En février 2013, Driss Radi, alors au faîte de sa carrière politique, avait défrayé la chronique. Dans l’enceinte du Parlement, où il présidait aux destinées du groupe de l’Union constitutionnelle, l’élu allait se livrer à un coup d’éclat resté dans les annales de la Chambre des conseillers. Au plus fort des débats, retransmis en direct sur la télévision publique, le député de Sidi Slimane soulève les pans de sa chemise pour dénuder son abdomen. Une manière de signifier à Abdelilah Benkirane, alors chef de l’Exécutif, qu’il n’avait pas de «Ajina dans le ventre», expression populaire pour dire qu’il n’avait rien à se reprocher.
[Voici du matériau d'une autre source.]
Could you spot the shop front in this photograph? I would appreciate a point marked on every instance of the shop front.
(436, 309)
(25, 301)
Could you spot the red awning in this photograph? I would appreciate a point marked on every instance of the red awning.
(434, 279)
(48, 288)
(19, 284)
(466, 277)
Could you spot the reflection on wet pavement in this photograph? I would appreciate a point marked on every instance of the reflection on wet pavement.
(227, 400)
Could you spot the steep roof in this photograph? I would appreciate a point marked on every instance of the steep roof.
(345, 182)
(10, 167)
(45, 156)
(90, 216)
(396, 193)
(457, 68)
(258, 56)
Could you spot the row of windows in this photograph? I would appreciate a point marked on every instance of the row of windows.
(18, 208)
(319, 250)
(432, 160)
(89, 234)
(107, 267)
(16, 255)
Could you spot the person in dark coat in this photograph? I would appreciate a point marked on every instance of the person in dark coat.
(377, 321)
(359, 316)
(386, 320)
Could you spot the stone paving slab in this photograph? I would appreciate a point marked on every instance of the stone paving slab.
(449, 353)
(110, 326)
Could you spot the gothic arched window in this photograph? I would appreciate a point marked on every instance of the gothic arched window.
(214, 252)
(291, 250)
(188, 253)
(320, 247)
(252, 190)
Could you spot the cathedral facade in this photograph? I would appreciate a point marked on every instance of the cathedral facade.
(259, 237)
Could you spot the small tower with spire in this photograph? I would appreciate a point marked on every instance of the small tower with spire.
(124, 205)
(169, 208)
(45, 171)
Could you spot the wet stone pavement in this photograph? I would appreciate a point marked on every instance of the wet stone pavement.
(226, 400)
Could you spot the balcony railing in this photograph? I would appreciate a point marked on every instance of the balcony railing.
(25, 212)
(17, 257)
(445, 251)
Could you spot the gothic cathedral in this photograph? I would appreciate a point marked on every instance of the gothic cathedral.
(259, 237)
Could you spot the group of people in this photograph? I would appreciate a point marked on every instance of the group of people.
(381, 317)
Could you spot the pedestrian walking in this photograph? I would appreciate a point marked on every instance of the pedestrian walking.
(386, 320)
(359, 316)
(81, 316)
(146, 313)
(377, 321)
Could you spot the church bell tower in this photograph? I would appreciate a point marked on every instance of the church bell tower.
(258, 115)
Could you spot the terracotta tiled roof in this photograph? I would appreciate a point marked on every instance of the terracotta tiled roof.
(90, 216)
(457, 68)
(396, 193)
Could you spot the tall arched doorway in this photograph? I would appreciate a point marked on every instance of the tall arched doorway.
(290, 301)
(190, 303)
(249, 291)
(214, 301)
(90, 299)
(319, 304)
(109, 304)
Dix ans plus tard, le geste n’est plus vraiment d’actualité. Rattrapé par la justice, Driss Radi «a apparemment dans le ventre de quoi confectionner des beignets pour toute la ville de Sidi Slimane et sa région», ironise un de ses anciens amis.
Faux et usage de faux
Impliqué dans une affaire de faux et usage de faux, dans le but d’accaparer des dizaines d’hectares (83 hectares au total) de terres soualiyates, il a été entendu par la Brigade nationale de la police judiciaire, relevant de la Gendarmerie royale, sur la base d’une plainte du ministère de l’Intérieur, prenant elle-même origine dans un rapport de l’Inspection générale de l’administration territoriale (IGAT).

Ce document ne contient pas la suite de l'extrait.